Poster
in
Workshop: Evaluating Evaluations: Examining Best Practices for Measuring Broader Impacts of Generative AI
Fairness Dynamics During Training
Krishna Patel · Nivedha Sivakumar · Barry-John Theobald · Luca Zappella · Nicholas Apostoloff
Keywords: [ fairness ] [ training dynamics ] [ bias ] [ gender bias ] [ LLMs ] [ early stopping ]

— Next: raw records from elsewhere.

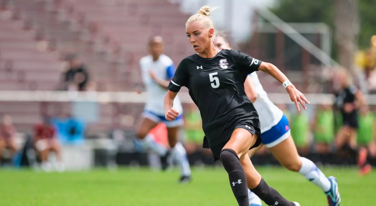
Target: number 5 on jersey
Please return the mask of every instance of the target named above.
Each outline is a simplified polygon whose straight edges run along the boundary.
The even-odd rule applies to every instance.
[[[216,75],[218,74],[218,72],[213,72],[213,73],[209,74],[209,78],[210,78],[210,82],[214,82],[214,83],[211,84],[212,85],[212,87],[213,88],[218,88],[219,86],[219,79],[217,77],[214,76],[214,75]]]

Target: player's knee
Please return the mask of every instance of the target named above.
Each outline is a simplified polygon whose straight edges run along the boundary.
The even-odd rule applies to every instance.
[[[299,172],[302,167],[301,163],[299,164],[297,161],[284,163],[283,165],[286,169],[294,172]]]
[[[221,161],[226,170],[233,170],[233,163],[239,161],[239,157],[236,153],[230,149],[224,149],[220,154]]]

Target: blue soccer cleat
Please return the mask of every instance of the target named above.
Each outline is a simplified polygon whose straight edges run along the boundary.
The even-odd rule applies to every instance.
[[[325,192],[328,198],[328,204],[329,206],[339,206],[341,203],[341,195],[338,191],[337,179],[333,176],[331,176],[328,177],[328,180],[331,183],[330,189]]]

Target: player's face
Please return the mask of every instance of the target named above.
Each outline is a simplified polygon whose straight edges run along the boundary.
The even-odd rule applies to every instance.
[[[163,52],[163,43],[153,41],[149,45],[149,52],[153,57],[158,58]]]
[[[224,39],[222,36],[216,37],[213,42],[214,45],[218,50],[222,49],[229,49],[230,45],[228,42],[224,41]]]
[[[205,53],[209,50],[214,29],[208,30],[202,26],[200,22],[195,21],[188,24],[186,30],[188,40],[196,52]]]

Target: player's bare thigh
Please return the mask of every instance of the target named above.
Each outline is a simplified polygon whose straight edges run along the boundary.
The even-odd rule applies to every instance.
[[[223,148],[233,150],[240,158],[247,154],[257,139],[256,135],[252,135],[245,129],[238,128],[232,132],[230,140]]]
[[[175,147],[177,142],[177,135],[180,127],[167,127],[167,137],[168,138],[168,144],[171,148]]]
[[[143,139],[150,130],[155,127],[158,124],[148,118],[143,117],[141,117],[136,127],[137,137],[141,139]]]
[[[278,162],[288,169],[297,172],[302,168],[302,160],[291,135],[278,144],[269,148],[269,150]]]

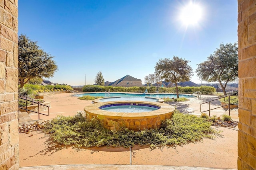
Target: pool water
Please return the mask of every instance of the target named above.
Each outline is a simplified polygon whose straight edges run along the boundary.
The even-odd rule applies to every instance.
[[[84,93],[83,94],[81,94],[81,96],[91,96],[94,97],[121,97],[121,98],[144,98],[145,97],[149,97],[151,98],[177,98],[177,95],[176,94],[134,94],[125,93]],[[179,96],[180,98],[190,98],[194,97],[194,96],[186,95],[186,94],[179,94]]]
[[[112,98],[102,98],[99,100],[100,102],[112,102],[112,101],[119,101],[122,100],[132,100],[132,101],[145,101],[145,102],[157,102],[158,100],[157,99],[155,99],[153,98],[147,98],[145,97],[112,97]]]
[[[142,106],[110,106],[101,109],[102,110],[114,112],[141,113],[157,110],[157,108]]]

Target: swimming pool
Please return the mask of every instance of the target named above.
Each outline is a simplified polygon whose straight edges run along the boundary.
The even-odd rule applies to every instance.
[[[141,113],[156,110],[160,108],[155,105],[143,104],[139,104],[139,105],[131,105],[130,104],[121,104],[117,106],[113,104],[112,105],[113,106],[103,106],[99,108],[102,110],[114,112]]]
[[[138,106],[141,108],[146,106],[146,108],[151,107],[153,109],[144,110],[142,112],[128,112],[126,110],[119,112],[102,109],[112,107],[122,109],[123,106],[128,107]],[[144,129],[160,128],[163,120],[171,118],[175,108],[162,103],[130,101],[99,102],[87,106],[84,110],[87,119],[98,119],[103,123],[104,127],[108,129],[119,130],[124,127],[138,131]]]
[[[161,99],[147,97],[130,97],[129,98],[127,97],[107,97],[104,98],[99,98],[96,99],[94,100],[94,102],[95,103],[98,103],[99,102],[112,102],[112,101],[120,101],[123,100],[131,100],[131,101],[144,101],[144,102],[162,102],[162,100],[161,100]]]
[[[134,93],[87,93],[81,94],[81,96],[90,96],[94,97],[121,97],[124,98],[145,98],[145,97],[149,97],[151,98],[177,98],[177,95],[176,94],[136,94]],[[194,96],[190,95],[189,94],[179,94],[180,98],[190,98],[195,97]]]

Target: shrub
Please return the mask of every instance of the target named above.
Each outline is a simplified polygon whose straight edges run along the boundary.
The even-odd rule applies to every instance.
[[[148,89],[148,92],[149,93],[155,93],[156,92],[156,87],[154,86],[151,86]]]
[[[175,99],[175,102],[185,102],[187,100],[188,100],[188,99],[185,98],[180,98]]]
[[[164,98],[163,99],[164,102],[174,102],[175,101],[175,99],[174,98]]]
[[[238,96],[231,96],[230,97],[230,104],[238,104]],[[224,103],[226,104],[228,104],[228,97],[222,98],[220,99],[220,102]]]
[[[228,121],[231,119],[231,117],[228,115],[222,115],[222,119],[224,121]]]
[[[212,94],[216,92],[216,89],[214,87],[210,86],[200,86],[199,90],[202,94]]]
[[[78,99],[80,100],[93,100],[94,99],[98,99],[98,98],[102,98],[103,97],[101,96],[97,96],[97,97],[94,97],[94,96],[84,96],[82,97],[80,97],[78,98]]]
[[[164,146],[175,147],[212,139],[219,132],[211,128],[205,119],[185,115],[176,110],[172,119],[163,121],[160,129],[134,131],[127,129],[120,131],[104,128],[97,119],[88,121],[78,112],[73,117],[59,115],[45,125],[43,130],[50,134],[54,142],[77,147],[132,147],[149,145],[152,149]]]
[[[33,89],[23,87],[19,89],[19,94],[25,96],[31,96],[34,94]]]
[[[201,113],[201,116],[200,117],[203,118],[208,118],[209,117],[209,116],[205,113]]]
[[[213,122],[214,122],[215,121],[215,120],[216,120],[216,119],[217,119],[216,118],[216,117],[217,117],[217,116],[216,115],[213,115],[212,116],[212,117],[210,117],[210,119]]]

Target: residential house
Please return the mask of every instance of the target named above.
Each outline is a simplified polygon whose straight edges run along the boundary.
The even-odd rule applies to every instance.
[[[141,80],[127,75],[114,82],[106,81],[105,82],[104,86],[111,86],[114,87],[132,87],[142,86],[142,84]]]

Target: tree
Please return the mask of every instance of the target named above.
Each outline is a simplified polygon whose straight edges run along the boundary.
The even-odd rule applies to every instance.
[[[188,81],[193,76],[192,68],[188,63],[190,61],[173,56],[172,59],[160,59],[155,67],[155,72],[166,81],[175,83],[177,98],[179,98],[178,82]]]
[[[154,85],[155,83],[157,83],[158,85],[161,82],[161,80],[160,76],[156,73],[150,74],[148,76],[145,76],[144,79],[145,79],[145,83],[148,85],[150,84]]]
[[[97,73],[97,74],[96,74],[96,77],[94,79],[94,82],[95,83],[98,85],[104,86],[104,81],[105,80],[104,80],[103,76],[102,76],[102,74],[101,73],[101,71]]]
[[[38,77],[32,78],[28,81],[28,83],[34,85],[41,84],[42,82],[43,82],[43,79]]]
[[[220,45],[207,61],[198,64],[197,76],[207,82],[218,82],[225,95],[228,83],[237,80],[238,69],[237,43]],[[222,82],[224,82],[224,84]]]
[[[58,66],[51,55],[40,49],[37,42],[20,35],[18,40],[19,82],[20,87],[31,78],[53,76]]]

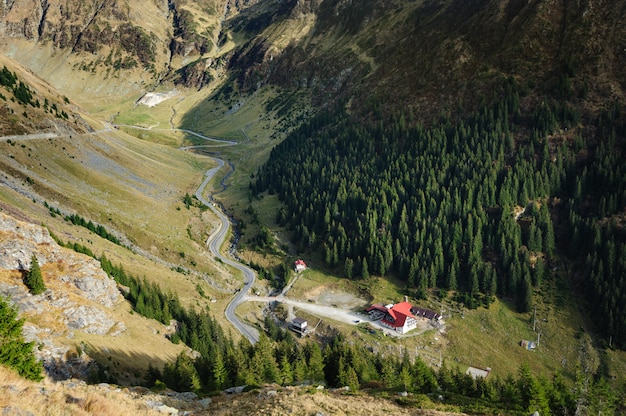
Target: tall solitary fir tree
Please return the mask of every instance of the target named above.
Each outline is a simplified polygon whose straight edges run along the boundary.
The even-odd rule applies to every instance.
[[[46,284],[43,281],[41,269],[39,268],[39,261],[34,254],[30,260],[30,270],[26,273],[26,277],[24,277],[24,284],[33,295],[39,295],[46,291]]]

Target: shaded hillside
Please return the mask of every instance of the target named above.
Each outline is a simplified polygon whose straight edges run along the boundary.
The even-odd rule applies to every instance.
[[[274,148],[252,194],[278,194],[298,249],[348,278],[529,311],[559,276],[623,348],[625,4],[386,6],[321,3],[307,42],[259,64],[339,104]]]
[[[233,23],[254,35],[232,61],[244,88],[263,80],[306,89],[318,104],[354,98],[361,109],[376,96],[390,110],[410,105],[426,121],[476,108],[480,95],[511,77],[529,92],[590,112],[606,107],[607,97],[624,98],[624,2],[328,0],[282,7],[290,10],[267,19],[263,30],[262,16]],[[305,20],[310,30],[281,47],[283,32],[275,28]]]

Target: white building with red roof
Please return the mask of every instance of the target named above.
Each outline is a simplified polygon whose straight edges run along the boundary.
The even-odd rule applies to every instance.
[[[296,270],[297,273],[300,273],[304,270],[306,270],[306,263],[304,262],[304,260],[296,260],[296,262],[293,264],[294,269]]]
[[[411,313],[413,306],[409,302],[400,302],[395,305],[381,305],[376,303],[366,309],[372,320],[380,319],[380,323],[394,329],[401,334],[417,328],[417,317]]]

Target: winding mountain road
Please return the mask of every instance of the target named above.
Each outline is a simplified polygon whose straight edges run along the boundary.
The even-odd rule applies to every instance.
[[[214,167],[213,169],[209,169],[206,172],[204,181],[196,190],[196,198],[198,198],[200,202],[208,206],[211,209],[211,211],[213,211],[215,215],[217,215],[217,217],[220,219],[219,227],[207,238],[206,244],[214,256],[220,259],[223,263],[228,264],[229,266],[232,266],[238,270],[241,270],[241,272],[243,273],[245,284],[243,288],[237,292],[235,297],[230,301],[230,303],[226,307],[225,315],[226,315],[226,319],[228,319],[228,321],[231,324],[233,324],[233,326],[237,328],[237,330],[241,332],[241,334],[245,336],[248,339],[248,341],[250,341],[250,343],[255,344],[259,341],[259,331],[257,331],[256,328],[253,328],[250,325],[247,325],[241,322],[239,318],[237,318],[237,315],[235,314],[235,309],[237,309],[237,306],[239,306],[242,302],[245,302],[246,295],[248,291],[250,290],[250,288],[252,288],[252,285],[254,284],[254,279],[255,279],[254,271],[248,266],[222,255],[222,253],[220,252],[220,247],[224,243],[224,240],[226,239],[226,236],[228,234],[230,221],[228,220],[228,217],[224,215],[222,211],[220,211],[219,209],[215,207],[215,204],[205,199],[204,196],[202,195],[206,186],[209,184],[211,179],[213,179],[213,176],[215,176],[215,174],[224,166],[224,161],[222,159],[218,159],[215,157],[212,159],[217,161],[218,165]]]

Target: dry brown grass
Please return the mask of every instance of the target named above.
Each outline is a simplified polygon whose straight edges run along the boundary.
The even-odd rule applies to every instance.
[[[137,400],[124,390],[87,386],[79,382],[40,383],[22,379],[0,366],[0,410],[3,414],[119,416],[157,415],[145,401]]]

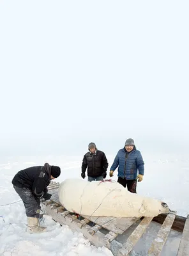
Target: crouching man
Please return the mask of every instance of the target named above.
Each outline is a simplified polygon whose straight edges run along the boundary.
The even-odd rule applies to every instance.
[[[19,172],[13,177],[12,184],[16,192],[23,201],[27,217],[27,232],[40,233],[46,231],[46,228],[40,227],[39,216],[40,198],[49,200],[51,195],[48,193],[47,187],[50,180],[58,177],[61,174],[59,166],[33,166]]]

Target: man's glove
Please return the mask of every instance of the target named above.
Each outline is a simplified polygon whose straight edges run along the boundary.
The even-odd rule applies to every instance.
[[[107,175],[107,172],[103,172],[103,173],[102,173],[102,175],[103,175],[103,179],[105,179],[105,177],[106,177],[106,175]]]
[[[137,180],[137,179],[139,179],[139,180],[138,180],[139,182],[142,181],[142,179],[143,179],[142,174],[139,174],[138,176],[137,177],[137,179],[136,179]]]
[[[82,177],[83,179],[85,179],[85,177],[86,177],[86,173],[85,173],[84,172],[82,172],[82,173],[81,173],[81,177]]]
[[[49,194],[49,193],[47,193],[47,194],[45,194],[43,195],[43,198],[45,200],[49,200],[51,197],[52,195],[51,194]]]

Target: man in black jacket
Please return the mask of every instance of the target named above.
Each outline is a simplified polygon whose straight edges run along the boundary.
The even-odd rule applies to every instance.
[[[39,233],[46,231],[46,228],[39,225],[40,198],[49,200],[51,195],[47,187],[50,180],[61,174],[59,166],[44,166],[29,167],[19,172],[13,177],[12,184],[16,192],[23,201],[27,217],[27,231]]]
[[[81,177],[85,179],[85,172],[87,168],[88,181],[103,180],[106,177],[109,166],[105,154],[98,150],[93,142],[89,144],[88,148],[89,152],[83,158]]]

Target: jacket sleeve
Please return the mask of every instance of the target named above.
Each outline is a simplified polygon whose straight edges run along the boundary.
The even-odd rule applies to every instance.
[[[108,168],[109,163],[107,159],[105,156],[105,154],[104,153],[103,153],[102,161],[102,166],[103,167],[103,170],[104,172],[106,172]]]
[[[137,157],[137,166],[139,169],[139,174],[144,175],[144,163],[141,155],[141,153],[139,152],[139,154]]]
[[[46,189],[47,180],[45,176],[46,175],[44,172],[41,171],[39,176],[34,179],[33,182],[32,193],[34,196],[38,197],[39,198],[42,198],[44,193],[47,191],[47,189]]]
[[[119,165],[119,152],[117,154],[117,155],[116,155],[116,157],[114,159],[113,164],[112,165],[110,170],[110,171],[115,171],[115,170],[118,166],[118,165]]]
[[[86,155],[84,155],[81,166],[82,172],[86,172],[87,167],[87,157]]]

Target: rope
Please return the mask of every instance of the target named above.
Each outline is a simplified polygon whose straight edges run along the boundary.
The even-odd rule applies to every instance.
[[[13,203],[10,203],[10,204],[3,204],[2,205],[0,205],[0,207],[1,206],[10,205],[11,204],[16,204],[16,203],[18,203],[19,202],[21,202],[21,201],[22,200],[19,200],[19,201],[13,202]]]

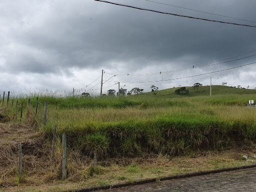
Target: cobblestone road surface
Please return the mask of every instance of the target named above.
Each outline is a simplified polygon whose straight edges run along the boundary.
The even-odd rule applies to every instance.
[[[256,192],[256,168],[165,180],[100,192]]]

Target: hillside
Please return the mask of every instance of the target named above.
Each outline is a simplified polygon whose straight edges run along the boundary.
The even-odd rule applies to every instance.
[[[151,95],[152,96],[170,96],[174,97],[188,96],[209,96],[210,94],[210,86],[202,86],[200,88],[198,92],[196,88],[194,88],[192,86],[187,86],[186,88],[189,90],[189,93],[186,95],[177,95],[175,94],[175,90],[179,88],[170,88],[166,90],[160,90],[156,92],[156,94],[154,92],[147,92],[142,94],[143,95]],[[256,90],[232,88],[228,86],[212,86],[212,94],[214,95],[220,94],[256,94]]]

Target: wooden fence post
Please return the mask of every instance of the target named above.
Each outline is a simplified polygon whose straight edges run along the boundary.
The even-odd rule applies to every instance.
[[[97,157],[96,156],[96,152],[94,152],[94,172],[96,173],[97,170]]]
[[[36,115],[38,114],[38,96],[36,97]]]
[[[17,121],[17,119],[18,118],[18,101],[16,101],[16,114],[15,115],[15,121]]]
[[[4,92],[4,94],[2,94],[2,106],[4,106],[4,94],[6,94],[6,92]]]
[[[44,102],[44,120],[42,120],[42,124],[44,126],[46,125],[46,118],[47,118],[47,102]]]
[[[22,107],[20,108],[20,122],[22,121],[22,112],[23,112],[23,102],[22,102]]]
[[[20,179],[22,176],[22,160],[23,154],[22,154],[22,144],[18,145],[18,178]]]
[[[7,94],[7,108],[9,106],[9,100],[10,99],[10,92],[8,92]]]
[[[54,127],[54,138],[52,138],[52,160],[55,160],[55,152],[56,150],[56,134],[57,134],[57,126]]]
[[[14,100],[12,100],[12,108],[14,107]]]
[[[62,180],[66,178],[66,136],[62,135]]]

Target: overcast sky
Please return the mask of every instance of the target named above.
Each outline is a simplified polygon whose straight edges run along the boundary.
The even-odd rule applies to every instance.
[[[145,0],[112,0],[174,14],[256,25],[235,20],[156,4]],[[255,0],[156,0],[256,22]],[[0,0],[0,91],[71,90],[104,92],[116,82],[130,90],[190,86],[199,82],[256,86],[256,64],[194,78],[256,62],[256,56],[194,69],[195,66],[256,50],[256,28],[182,18],[136,10],[93,0]],[[256,52],[232,60],[256,54]],[[226,60],[228,61],[229,60]],[[157,73],[148,76],[146,74]],[[118,76],[119,74],[140,76]],[[95,82],[94,82],[95,80]],[[92,84],[92,82],[94,82]],[[88,86],[87,88],[86,86]]]

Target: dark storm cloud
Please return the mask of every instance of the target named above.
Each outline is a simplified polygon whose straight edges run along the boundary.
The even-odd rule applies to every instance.
[[[256,24],[144,0],[115,1]],[[256,18],[254,0],[161,2],[250,20]],[[118,71],[126,72],[149,66],[158,66],[160,70],[202,64],[256,49],[256,28],[162,15],[92,0],[32,3],[4,0],[0,2],[0,11],[3,26],[0,30],[0,61],[5,61],[4,65],[0,63],[0,70],[10,73],[64,72],[72,75],[70,72],[74,68],[107,68],[113,71],[119,68]],[[253,60],[224,64],[222,67]]]

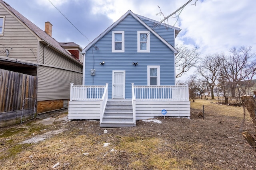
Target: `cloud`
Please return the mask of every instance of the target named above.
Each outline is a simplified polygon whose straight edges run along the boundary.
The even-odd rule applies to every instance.
[[[56,6],[60,6],[69,1],[68,0],[50,0],[50,2]],[[49,0],[36,0],[36,3],[41,7],[48,8],[54,8],[55,7]]]
[[[249,1],[215,0],[198,3],[196,6],[188,6],[180,17],[180,26],[185,33],[178,38],[182,41],[193,39],[204,53],[255,45],[255,23],[252,21],[256,15],[251,3],[246,3]],[[254,41],[250,38],[252,34]]]

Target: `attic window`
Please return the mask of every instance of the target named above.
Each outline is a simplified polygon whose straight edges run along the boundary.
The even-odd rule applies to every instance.
[[[148,66],[148,86],[160,86],[160,66]]]
[[[112,31],[112,53],[124,52],[124,31]]]
[[[137,52],[150,52],[150,34],[148,31],[137,31]]]
[[[4,35],[5,18],[4,16],[0,16],[0,35]]]

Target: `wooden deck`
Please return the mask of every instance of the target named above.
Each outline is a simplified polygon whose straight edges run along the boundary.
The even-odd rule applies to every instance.
[[[126,126],[124,123],[128,121],[125,120],[126,117],[129,117],[129,118],[132,117],[128,121],[130,123],[133,121],[134,125],[136,125],[136,120],[152,119],[155,117],[190,117],[188,85],[147,86],[134,86],[132,84],[132,98],[118,100],[121,102],[126,100],[130,101],[129,116],[126,115],[122,119],[124,115],[122,114],[125,112],[123,110],[123,108],[126,107],[124,104],[123,106],[119,105],[120,109],[115,108],[116,113],[114,115],[109,115],[110,116],[109,118],[112,119],[108,119],[110,123],[108,125],[102,123],[104,120],[106,122],[106,117],[109,112],[109,109],[108,110],[109,106],[107,106],[108,101],[113,101],[108,99],[106,92],[108,84],[106,84],[106,86],[81,86],[71,84],[68,115],[70,121],[75,119],[99,119],[100,124],[104,125],[101,126],[123,127]],[[82,97],[82,98],[80,98]],[[163,111],[164,111],[164,113]],[[118,117],[118,113],[120,117]],[[114,112],[112,113],[114,114]],[[117,123],[113,122],[115,120]],[[122,122],[123,123],[122,126],[121,125]],[[118,123],[119,125],[115,125]]]

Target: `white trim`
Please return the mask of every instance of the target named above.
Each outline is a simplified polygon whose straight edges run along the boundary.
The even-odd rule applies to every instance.
[[[157,68],[157,77],[156,78],[157,86],[160,86],[160,66],[148,66],[147,69],[147,79],[148,79],[148,86],[150,86],[150,68]]]
[[[85,53],[86,51],[89,49],[92,45],[94,45],[98,41],[99,41],[102,37],[106,35],[109,31],[110,31],[113,28],[114,28],[116,25],[118,24],[120,22],[121,22],[124,18],[125,18],[128,15],[130,14],[132,16],[137,20],[140,23],[143,25],[146,28],[148,29],[149,31],[151,32],[154,35],[155,35],[157,38],[158,38],[160,41],[164,43],[167,47],[170,49],[175,54],[177,53],[178,51],[172,45],[170,44],[167,41],[163,39],[160,35],[159,35],[157,33],[156,33],[154,31],[152,30],[148,25],[146,24],[144,22],[143,22],[141,20],[140,20],[136,15],[132,12],[130,10],[129,10],[127,11],[124,15],[123,15],[120,18],[119,18],[117,21],[115,22],[113,24],[112,24],[110,27],[109,27],[107,29],[105,30],[104,32],[102,33],[100,35],[99,35],[96,39],[93,40],[91,43],[90,43],[88,45],[85,47],[83,50],[83,53]]]
[[[124,74],[123,76],[123,98],[121,99],[125,99],[125,70],[112,70],[112,99],[116,99],[117,98],[114,98],[114,74],[115,72],[122,72]]]
[[[116,50],[115,49],[115,34],[122,34],[122,49]],[[112,31],[112,53],[124,53],[124,31]]]
[[[140,34],[147,34],[147,46],[146,50],[140,49]],[[148,31],[137,31],[137,51],[138,53],[150,53],[150,33]]]

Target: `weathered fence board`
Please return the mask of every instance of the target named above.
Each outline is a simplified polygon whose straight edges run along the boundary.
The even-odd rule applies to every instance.
[[[24,99],[36,101],[37,86],[36,76],[0,69],[0,121],[20,118]]]

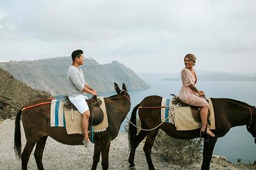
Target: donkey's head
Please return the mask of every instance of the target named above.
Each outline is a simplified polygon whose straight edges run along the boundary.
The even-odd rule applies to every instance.
[[[116,93],[117,94],[123,94],[131,103],[131,99],[130,98],[130,94],[128,93],[128,91],[127,90],[126,86],[125,86],[125,83],[122,83],[122,89],[120,90],[119,87],[118,86],[116,83],[114,83],[115,84],[115,89],[116,90]]]
[[[254,138],[254,143],[256,144],[256,108],[253,106],[250,108],[250,123],[247,125],[247,131],[250,132]]]

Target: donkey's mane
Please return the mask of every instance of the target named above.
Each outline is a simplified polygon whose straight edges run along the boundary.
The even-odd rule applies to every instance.
[[[238,102],[241,104],[244,104],[244,105],[245,105],[246,106],[248,106],[248,107],[252,107],[252,106],[247,104],[247,103],[245,102],[241,102],[241,101],[238,101],[238,100],[235,100],[235,99],[231,99],[231,98],[218,98],[218,99],[225,99],[225,100],[229,100],[229,101],[233,101],[233,102]]]

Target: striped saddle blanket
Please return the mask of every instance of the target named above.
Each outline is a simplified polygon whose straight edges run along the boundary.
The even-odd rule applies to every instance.
[[[98,125],[92,126],[94,132],[105,131],[109,126],[109,121],[103,97],[97,97],[101,101],[100,107],[103,111],[104,118],[102,122]],[[82,133],[81,127],[82,115],[77,110],[72,112],[70,109],[65,108],[63,102],[60,99],[53,99],[51,104],[51,127],[63,127],[66,128],[67,133],[81,134]],[[73,113],[72,113],[73,112]]]
[[[211,112],[209,117],[211,125],[207,125],[210,129],[215,129],[215,122],[213,103],[210,98],[209,100],[209,108]],[[189,106],[177,107],[173,104],[171,99],[163,98],[161,106],[166,106],[161,109],[161,122],[171,123],[175,124],[177,131],[189,131],[198,129],[200,127],[200,123],[194,119]]]

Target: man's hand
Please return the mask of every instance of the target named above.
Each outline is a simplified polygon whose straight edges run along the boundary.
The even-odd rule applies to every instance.
[[[92,92],[91,94],[92,94],[92,95],[93,96],[98,96],[98,94],[97,94],[97,91],[96,90],[95,90],[94,89],[93,89],[92,90],[91,90]]]

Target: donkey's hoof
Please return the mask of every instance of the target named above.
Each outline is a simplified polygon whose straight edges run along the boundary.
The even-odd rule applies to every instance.
[[[129,169],[130,169],[135,170],[136,169],[135,165],[134,164],[130,164],[129,166]]]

Understanding fairness dynamics during Large Language Model (LLM) training facilitates the diagnoses of biases that emerge and enables developers to mitigate biases through early stopping or other training interventions. We introduce two new metrics to evaluate fairness dynamics holistically during model pre-training: Average Rank and Jensen-Shannon Divergence by Parts. These metrics provide insights into the Pythia models' progression of biases in gender prediction of occupations on the WinoBias dataset. We find that Pythia-6.9b becomes more performant and confident predicting "male" than "female" during training. By monitoring these dynamics, we find that, via early-stopping, Pythia-6.9b can exchange 1.7% accuracy on LAMBADA for a 92.5% increase in fairness. We also find that Pythia-6.9b is more likely than Pythia-160m to exhibit bias and make assumptions about gender, even when a subject's gender is not specified.